After records at the end of 2017, the cryptocurrency markets in 2018 were mostly bearish. The main coins suffered heavy losses. By the end of the year, Bitcoin (BTC) had lost 74%, while Ethereum (ETH) and Ripple (XRP) had dropped 84%.

The first month of 2019 also saw significant losses among the main cryptocurrency. When to press. These same parts, BTC, ETH and XRP, all fell by 9.5%, 22% and 15.5% on their monthly charts, respectively. However, according to Bromberg, the slowdown in the markets means that businesses and entrepreneurs will begin to develop the space by offering more useful services and products:

[In 2019] we feel that people are focused on building … I think the market will stay a little quiet, while people are focusing on creation. It sounds like a little bit of "Mesopotamia," "cradle of civilization," where everyone has the ingredients they need, needs to focus and start building those empires and creating what the future will look like, and that's what this year is going to be about. "

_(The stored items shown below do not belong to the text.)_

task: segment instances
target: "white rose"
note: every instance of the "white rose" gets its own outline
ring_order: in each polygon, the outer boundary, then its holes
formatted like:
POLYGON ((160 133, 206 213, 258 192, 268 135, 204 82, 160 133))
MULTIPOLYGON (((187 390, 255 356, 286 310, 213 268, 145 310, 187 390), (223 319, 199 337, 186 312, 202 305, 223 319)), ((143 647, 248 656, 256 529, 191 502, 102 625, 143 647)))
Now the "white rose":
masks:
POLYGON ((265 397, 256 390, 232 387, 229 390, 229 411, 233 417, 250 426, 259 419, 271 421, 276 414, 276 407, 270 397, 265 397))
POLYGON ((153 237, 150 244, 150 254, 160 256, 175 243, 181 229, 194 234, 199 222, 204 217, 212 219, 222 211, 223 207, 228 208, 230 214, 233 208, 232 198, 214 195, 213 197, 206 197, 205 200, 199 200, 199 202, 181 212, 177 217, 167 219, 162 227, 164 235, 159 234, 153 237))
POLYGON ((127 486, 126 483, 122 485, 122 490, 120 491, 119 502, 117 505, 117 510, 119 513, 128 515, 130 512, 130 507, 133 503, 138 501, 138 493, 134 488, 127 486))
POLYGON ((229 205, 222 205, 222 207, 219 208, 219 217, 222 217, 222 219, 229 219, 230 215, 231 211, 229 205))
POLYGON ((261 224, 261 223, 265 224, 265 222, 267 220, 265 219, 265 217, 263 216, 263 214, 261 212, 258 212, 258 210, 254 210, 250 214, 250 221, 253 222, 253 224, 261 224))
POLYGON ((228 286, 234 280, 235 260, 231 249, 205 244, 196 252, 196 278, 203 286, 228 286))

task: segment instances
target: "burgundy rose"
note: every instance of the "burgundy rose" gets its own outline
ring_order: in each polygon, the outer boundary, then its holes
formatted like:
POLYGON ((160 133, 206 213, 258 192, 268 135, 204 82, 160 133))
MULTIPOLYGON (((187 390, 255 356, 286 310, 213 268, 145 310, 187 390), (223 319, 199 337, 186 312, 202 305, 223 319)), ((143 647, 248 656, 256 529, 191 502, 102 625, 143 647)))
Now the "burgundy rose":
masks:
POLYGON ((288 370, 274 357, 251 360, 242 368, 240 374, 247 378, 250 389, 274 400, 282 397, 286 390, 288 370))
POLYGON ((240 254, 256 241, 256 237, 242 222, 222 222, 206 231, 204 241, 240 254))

Bromberg noted that there was less hype surrounding the crypto-currency space. Falling prices and low volatility have pushed many speculators to leave the cryptocurrency during the last quarter of 2018. Some have also welcomed the collapse of the initial coin offer bubble. (ICO), many projects have failed to produce outright scams.

To date, CoinList has listed five ICOs: Filecoin, Blockstack, Props, Origin and TrustToken, none of which have yet launched tokens, according to Yahoo Finance. CoinList selects and reviews each project itself and only sells tokens to qualified investors (individuals with annual revenues greater than $ 200,000 or net badets greater than $ 1 million , to the exclusion of their principal residence).

Bromberg's statements echo those he made earlier this month, when he told The Wall Street Journal that the next step in cryptography was to determine "how to turn this technology into products that users could use ". Per Bromberg:

"Building consumer products is really difficult. The developer's toolbox is not there.